Pope : Il y a tellement de raisons pour lesquelles les étudiants trichent. Ils pourraient avoir des difficultés avec le matériel et être incapables d’obtenir l’aide dont ils ont besoin. Peut-être qu’ils ont trop de devoirs et pas assez de temps pour les faire. Ou peut-être que les missions semblent être un travail inutile. De nombreux étudiants nous disent qu’ils sont submergés par la pression de réussir : ils savent que tricher est une erreur, mais ils ne veulent pas décevoir leur famille en ramenant une mauvaise note à la maison.

Nous savons grâce à nos recherches que la tricherie est généralement le symptôme d’un problème systémique plus profond. Lorsque les élèves se sentent respectés et valorisés, ils sont plus susceptibles de s’engager dans l’apprentissage et d’agir avec intégrité. Ils sont moins susceptibles de tricher lorsqu’ils ressentent un sentiment d’appartenance et de connexion à l’école, et lorsqu’ils trouvent un but et un sens à leurs cours. Les stratégies visant à aider les étudiants à se sentir plus engagés et valorisés seront probablement plus efficaces que d’adopter une ligne dure à l’égard de l’IA, d’autant plus que nous savons que l’IA est là pour rester et peut en fait être un excellent outil pour promouvoir un engagement plus profond dans l’apprentissage.

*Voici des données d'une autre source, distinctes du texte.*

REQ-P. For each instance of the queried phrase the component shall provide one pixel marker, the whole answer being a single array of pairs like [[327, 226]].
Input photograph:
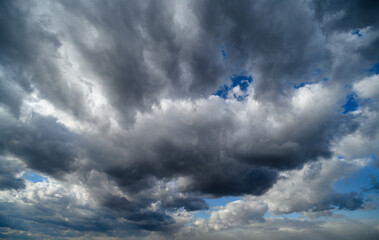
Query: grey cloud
[[140, 54], [41, 142], [30, 60], [8, 171]]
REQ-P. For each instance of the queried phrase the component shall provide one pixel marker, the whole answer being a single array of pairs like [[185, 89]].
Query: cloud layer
[[136, 112]]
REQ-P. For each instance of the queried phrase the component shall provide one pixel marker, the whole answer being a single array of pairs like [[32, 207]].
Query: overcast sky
[[189, 119]]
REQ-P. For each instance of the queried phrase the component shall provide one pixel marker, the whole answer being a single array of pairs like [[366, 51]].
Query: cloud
[[115, 104]]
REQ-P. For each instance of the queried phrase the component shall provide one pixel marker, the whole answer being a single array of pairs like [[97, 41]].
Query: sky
[[189, 119]]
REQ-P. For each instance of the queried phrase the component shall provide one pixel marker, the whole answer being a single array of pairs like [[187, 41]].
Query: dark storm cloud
[[350, 16], [8, 178], [146, 54], [277, 39], [41, 142], [142, 52], [28, 54]]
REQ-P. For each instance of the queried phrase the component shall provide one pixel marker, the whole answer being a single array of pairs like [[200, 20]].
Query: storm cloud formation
[[137, 112]]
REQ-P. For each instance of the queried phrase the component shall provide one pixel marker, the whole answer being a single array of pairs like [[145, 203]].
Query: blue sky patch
[[240, 80], [223, 53], [374, 69]]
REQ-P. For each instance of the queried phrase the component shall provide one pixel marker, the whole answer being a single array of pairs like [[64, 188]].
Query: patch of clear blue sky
[[215, 202], [242, 80], [359, 181], [33, 177], [223, 53], [351, 103], [374, 68], [365, 183]]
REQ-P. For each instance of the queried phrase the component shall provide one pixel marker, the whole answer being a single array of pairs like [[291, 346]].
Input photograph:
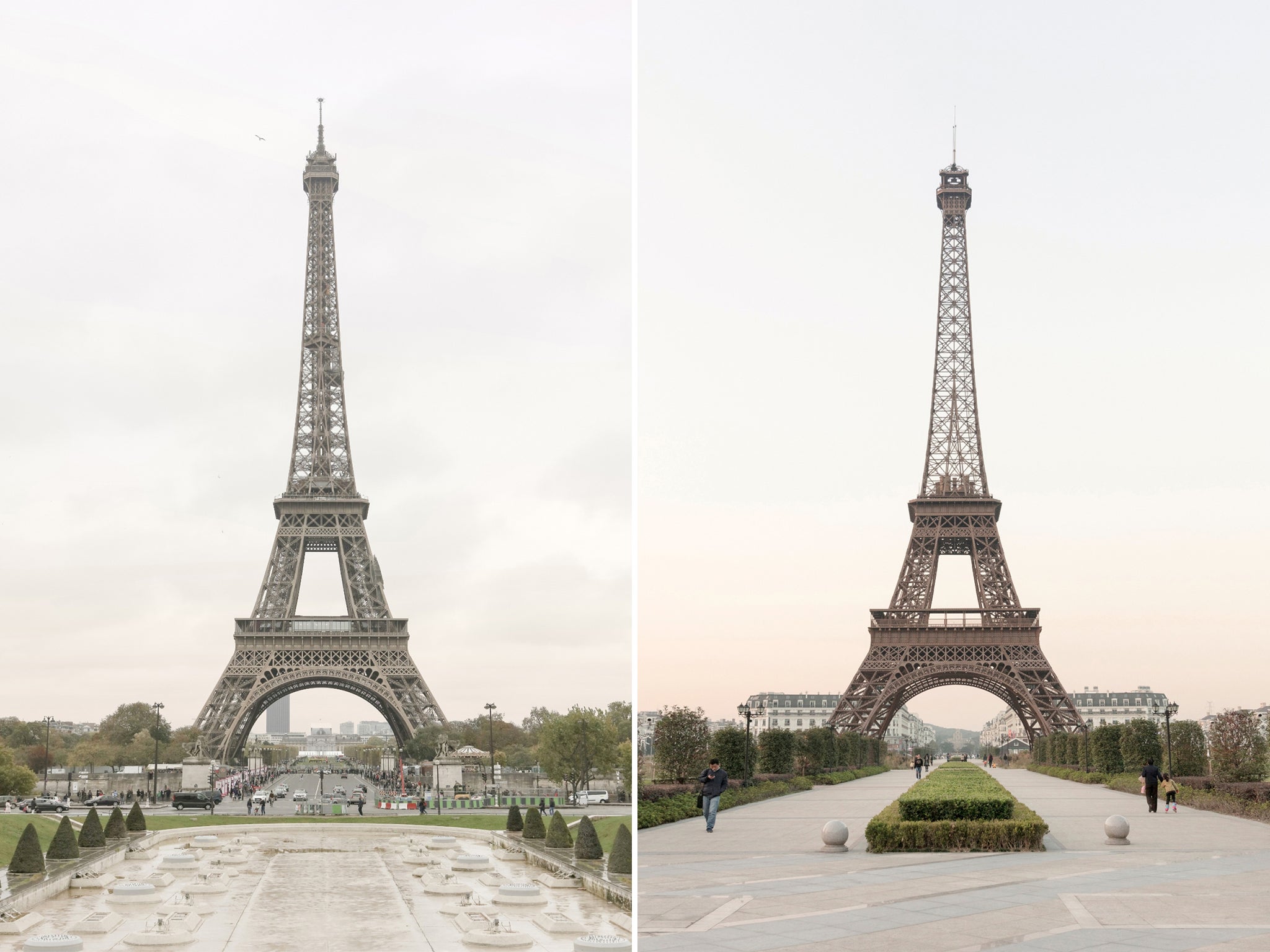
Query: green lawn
[[13, 826]]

Que suggéreriez-vous aux chefs d’établissement qui s’inquiètent du fait que les élèves utilisent des chatbots IA ?

Pope : Même avant ChatGPT, nous ne pouvions jamais être sûrs si les enfants recevaient de l’aide d’un parent, d’un tuteur ou d’une autre source pour leurs devoirs, et cela n’était pas considéré comme de la triche. Les enfants de nos groupes de discussion se demandent pourquoi ils ne peuvent pas utiliser ChatGPT comme une autre ressource pour les aider à rédiger leurs articles, non pas pour écrire le tout mot pour mot, mais pour obtenir le type d’aide qu’un parent ou un tuteur offrirait. Nous devons aider les étudiants et les enseignants à trouver des moyens de discuter de l’éthique de l’utilisation de cette technologie et du moment où elle est utile ou non pour l’apprentissage des élèves.

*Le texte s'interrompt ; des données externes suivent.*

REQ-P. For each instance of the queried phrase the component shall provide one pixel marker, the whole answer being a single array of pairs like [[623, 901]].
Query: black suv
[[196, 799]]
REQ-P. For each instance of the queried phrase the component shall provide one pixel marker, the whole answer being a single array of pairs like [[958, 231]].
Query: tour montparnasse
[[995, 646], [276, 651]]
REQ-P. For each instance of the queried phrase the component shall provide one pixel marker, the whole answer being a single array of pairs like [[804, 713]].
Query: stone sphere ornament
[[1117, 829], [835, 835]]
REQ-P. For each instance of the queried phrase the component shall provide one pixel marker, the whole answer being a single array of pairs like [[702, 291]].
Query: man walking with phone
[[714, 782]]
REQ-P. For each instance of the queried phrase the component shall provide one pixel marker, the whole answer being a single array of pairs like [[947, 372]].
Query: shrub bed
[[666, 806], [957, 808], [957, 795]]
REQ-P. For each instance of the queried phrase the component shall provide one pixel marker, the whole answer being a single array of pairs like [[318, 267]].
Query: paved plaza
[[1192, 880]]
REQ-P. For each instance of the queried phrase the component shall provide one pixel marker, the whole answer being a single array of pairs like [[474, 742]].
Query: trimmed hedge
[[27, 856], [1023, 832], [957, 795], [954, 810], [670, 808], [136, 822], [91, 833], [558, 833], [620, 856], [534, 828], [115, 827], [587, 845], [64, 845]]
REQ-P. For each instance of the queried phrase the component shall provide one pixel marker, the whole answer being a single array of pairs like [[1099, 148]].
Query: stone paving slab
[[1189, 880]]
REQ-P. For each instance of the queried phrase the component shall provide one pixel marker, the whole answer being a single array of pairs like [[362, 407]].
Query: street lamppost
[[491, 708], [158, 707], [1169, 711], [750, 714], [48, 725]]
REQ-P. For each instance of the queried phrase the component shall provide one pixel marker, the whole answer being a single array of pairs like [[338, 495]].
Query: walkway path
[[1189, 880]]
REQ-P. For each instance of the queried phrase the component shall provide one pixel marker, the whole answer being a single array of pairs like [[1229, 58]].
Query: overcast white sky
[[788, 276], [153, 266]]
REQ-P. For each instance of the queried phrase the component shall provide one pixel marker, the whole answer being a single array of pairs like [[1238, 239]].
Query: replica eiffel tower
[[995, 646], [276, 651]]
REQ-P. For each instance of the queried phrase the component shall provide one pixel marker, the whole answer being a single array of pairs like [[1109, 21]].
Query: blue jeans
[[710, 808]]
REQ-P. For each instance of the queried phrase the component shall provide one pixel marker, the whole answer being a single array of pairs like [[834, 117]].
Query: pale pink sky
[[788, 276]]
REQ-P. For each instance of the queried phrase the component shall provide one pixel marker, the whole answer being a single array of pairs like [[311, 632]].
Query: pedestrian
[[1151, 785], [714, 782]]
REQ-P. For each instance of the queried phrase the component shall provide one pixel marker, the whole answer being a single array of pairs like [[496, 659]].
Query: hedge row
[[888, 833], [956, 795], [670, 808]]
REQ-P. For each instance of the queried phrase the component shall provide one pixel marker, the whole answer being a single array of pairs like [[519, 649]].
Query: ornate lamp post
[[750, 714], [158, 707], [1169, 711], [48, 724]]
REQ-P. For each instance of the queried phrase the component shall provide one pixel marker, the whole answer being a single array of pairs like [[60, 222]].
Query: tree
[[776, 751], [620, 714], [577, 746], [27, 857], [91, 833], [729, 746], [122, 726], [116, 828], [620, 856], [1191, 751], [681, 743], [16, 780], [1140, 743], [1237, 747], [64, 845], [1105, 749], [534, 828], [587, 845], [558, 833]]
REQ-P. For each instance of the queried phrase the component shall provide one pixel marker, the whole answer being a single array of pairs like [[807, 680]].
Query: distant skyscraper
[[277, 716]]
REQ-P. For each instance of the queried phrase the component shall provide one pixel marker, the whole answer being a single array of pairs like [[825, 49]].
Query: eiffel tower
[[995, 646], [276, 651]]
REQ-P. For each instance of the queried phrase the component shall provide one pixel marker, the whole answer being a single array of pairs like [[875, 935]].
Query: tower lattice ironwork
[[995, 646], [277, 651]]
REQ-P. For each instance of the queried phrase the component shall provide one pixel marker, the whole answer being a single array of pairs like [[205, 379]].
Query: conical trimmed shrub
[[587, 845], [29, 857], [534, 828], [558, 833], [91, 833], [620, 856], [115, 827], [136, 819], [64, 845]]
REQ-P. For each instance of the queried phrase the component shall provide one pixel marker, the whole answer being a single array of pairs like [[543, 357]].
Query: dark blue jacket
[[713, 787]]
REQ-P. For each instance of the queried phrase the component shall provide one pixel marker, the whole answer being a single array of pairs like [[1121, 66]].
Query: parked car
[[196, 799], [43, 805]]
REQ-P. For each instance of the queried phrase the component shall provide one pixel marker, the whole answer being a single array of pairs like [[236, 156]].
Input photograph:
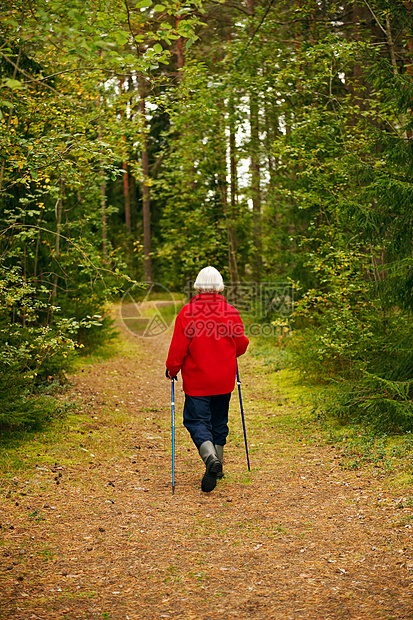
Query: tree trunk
[[145, 188], [103, 198], [58, 213], [3, 162], [232, 216], [255, 189], [126, 195], [180, 50]]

Lee : Les étudiants qui utilisent cette technologie suscitent beaucoup de craintes. Les écoles ont envisagé d’investir des sommes importantes dans des logiciels de détection d’IA, dont les études montrent qu’elles peuvent être très peu fiables. Certains districts ont tenté de bloquer les chatbots IA du Wi-Fi et des appareils scolaires, puis ont abrogé ces interdictions parce qu’elles étaient inefficaces.

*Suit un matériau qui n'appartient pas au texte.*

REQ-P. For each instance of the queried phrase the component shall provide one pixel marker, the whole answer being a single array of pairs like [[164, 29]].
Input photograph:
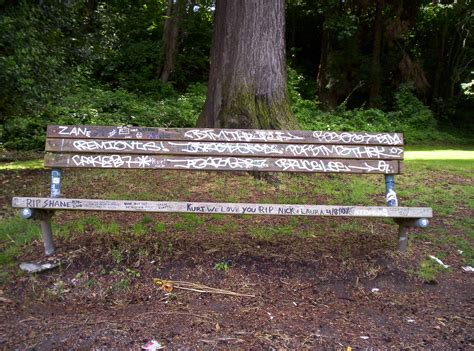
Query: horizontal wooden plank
[[223, 148], [224, 208], [221, 163], [229, 135]]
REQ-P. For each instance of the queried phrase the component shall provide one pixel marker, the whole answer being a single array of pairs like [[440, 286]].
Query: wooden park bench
[[221, 150]]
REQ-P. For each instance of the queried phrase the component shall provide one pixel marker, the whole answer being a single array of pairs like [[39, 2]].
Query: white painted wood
[[232, 135], [224, 208]]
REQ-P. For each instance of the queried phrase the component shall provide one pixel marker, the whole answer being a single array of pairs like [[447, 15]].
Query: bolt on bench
[[221, 150]]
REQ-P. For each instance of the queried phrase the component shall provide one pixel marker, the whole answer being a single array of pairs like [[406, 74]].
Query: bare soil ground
[[312, 291]]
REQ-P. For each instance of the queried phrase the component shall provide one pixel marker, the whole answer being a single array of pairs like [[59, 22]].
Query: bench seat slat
[[224, 208], [227, 135], [210, 163], [129, 146]]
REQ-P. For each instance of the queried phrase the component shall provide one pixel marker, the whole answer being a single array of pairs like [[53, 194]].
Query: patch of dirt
[[329, 290]]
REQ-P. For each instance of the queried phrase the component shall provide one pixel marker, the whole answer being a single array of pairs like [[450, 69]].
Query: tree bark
[[375, 71], [174, 12], [247, 81]]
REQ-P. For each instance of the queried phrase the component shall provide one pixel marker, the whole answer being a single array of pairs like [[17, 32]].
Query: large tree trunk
[[174, 13], [247, 81], [375, 70]]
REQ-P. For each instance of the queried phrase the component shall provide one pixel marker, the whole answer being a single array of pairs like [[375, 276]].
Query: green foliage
[[14, 233], [101, 106]]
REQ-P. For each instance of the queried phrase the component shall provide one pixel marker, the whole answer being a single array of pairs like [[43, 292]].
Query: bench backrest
[[223, 149]]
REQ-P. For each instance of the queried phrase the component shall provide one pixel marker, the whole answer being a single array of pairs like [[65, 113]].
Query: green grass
[[15, 233]]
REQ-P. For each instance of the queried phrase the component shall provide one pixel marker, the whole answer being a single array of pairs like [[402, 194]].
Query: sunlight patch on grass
[[21, 165]]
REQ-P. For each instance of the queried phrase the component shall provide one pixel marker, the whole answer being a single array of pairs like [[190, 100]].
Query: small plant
[[159, 227], [132, 273], [139, 229], [117, 256], [146, 220], [121, 285]]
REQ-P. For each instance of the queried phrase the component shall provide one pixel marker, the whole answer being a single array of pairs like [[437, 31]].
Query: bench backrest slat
[[225, 135], [191, 148], [223, 149], [222, 163]]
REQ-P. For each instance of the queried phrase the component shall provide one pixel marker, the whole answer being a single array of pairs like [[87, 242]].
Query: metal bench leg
[[45, 224], [402, 238], [46, 232]]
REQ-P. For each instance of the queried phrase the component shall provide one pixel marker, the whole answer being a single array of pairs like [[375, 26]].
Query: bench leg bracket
[[44, 216]]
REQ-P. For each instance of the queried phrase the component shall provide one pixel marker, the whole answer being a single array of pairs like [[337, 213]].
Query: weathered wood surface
[[224, 208], [221, 163], [223, 148], [228, 135]]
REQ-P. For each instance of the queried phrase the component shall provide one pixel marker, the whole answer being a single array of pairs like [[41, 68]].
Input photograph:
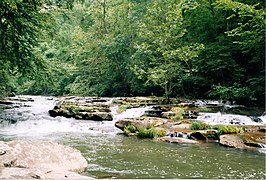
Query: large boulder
[[39, 159], [89, 110], [177, 140], [141, 122]]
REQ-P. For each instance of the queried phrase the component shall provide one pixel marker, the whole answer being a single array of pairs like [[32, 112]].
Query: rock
[[6, 102], [181, 126], [154, 112], [140, 122], [39, 159], [177, 140], [167, 114], [198, 136], [90, 110], [234, 141], [204, 135]]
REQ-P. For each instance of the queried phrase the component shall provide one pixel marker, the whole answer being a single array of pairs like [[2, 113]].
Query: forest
[[174, 48]]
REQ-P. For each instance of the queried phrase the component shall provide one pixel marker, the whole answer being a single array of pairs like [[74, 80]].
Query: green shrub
[[151, 133], [129, 129], [199, 126], [228, 129], [122, 108], [178, 113]]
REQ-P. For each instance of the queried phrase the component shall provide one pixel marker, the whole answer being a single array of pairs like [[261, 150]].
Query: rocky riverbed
[[179, 121], [172, 123]]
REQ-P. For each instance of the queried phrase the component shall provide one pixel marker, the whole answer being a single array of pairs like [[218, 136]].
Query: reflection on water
[[111, 155], [122, 157]]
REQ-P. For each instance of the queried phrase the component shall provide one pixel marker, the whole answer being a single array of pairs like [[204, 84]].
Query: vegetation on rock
[[165, 48]]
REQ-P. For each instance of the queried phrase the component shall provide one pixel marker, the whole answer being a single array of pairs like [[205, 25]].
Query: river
[[112, 155]]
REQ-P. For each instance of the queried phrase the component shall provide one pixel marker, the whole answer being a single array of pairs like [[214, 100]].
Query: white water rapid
[[32, 120]]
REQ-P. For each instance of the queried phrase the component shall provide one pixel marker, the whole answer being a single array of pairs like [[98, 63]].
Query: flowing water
[[112, 155]]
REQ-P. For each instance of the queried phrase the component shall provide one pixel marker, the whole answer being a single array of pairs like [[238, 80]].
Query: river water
[[112, 155]]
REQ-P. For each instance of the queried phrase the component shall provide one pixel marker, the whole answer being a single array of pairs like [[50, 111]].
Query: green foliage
[[150, 133], [122, 108], [129, 129], [178, 113], [227, 129], [199, 126], [197, 49]]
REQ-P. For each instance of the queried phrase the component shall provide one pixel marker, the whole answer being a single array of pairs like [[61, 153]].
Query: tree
[[20, 22], [162, 47]]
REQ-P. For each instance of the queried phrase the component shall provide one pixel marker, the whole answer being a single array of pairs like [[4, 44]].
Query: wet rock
[[177, 140], [155, 111], [6, 102], [181, 126], [198, 136], [39, 159], [140, 122], [83, 110], [234, 141]]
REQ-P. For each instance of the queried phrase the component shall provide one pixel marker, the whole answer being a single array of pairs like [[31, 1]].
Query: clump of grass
[[129, 129], [199, 126], [178, 113], [73, 109], [122, 108], [227, 129], [151, 132]]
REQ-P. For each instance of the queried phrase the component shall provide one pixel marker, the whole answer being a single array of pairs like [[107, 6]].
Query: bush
[[150, 133], [129, 129], [199, 126], [178, 113], [227, 129]]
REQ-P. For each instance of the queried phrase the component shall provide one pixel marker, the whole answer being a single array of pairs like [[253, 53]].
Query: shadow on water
[[112, 155]]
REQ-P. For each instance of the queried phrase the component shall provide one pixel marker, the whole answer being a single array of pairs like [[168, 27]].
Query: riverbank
[[111, 154]]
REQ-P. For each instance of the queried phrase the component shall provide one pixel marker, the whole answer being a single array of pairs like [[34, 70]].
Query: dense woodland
[[172, 48]]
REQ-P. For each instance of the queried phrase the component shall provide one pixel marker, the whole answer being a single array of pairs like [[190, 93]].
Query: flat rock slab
[[39, 159], [177, 140]]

L’IA ne va pas disparaître. En plus d’aborder les raisons profondes pour lesquelles les étudiants trichent, nous devons leur apprendre à comprendre et à réfléchir de manière critique à cette technologie. Pour commencer, à Stanford, nous avons commencé à développer des ressources gratuites pour aider les enseignants à intégrer ces sujets en classe dans la mesure où ils sont liés à différents domaines. Nous savons que les enseignants n’ont pas le temps de présenter une toute nouvelle classe, mais nous avons travaillé avec eux pour nous assurer que ces activités et ces leçons peuvent correspondre à ce qu’ils enseignent déjà dans le temps dont ils disposent.

Je considère la maîtrise de l’IA comme s’apparentant à l’éducation des conducteurs : nous disposons d’un outil puissant qui peut être un grand atout, mais il peut aussi être dangereux. Nous voulons que les étudiants apprennent à l’utiliser de manière responsable.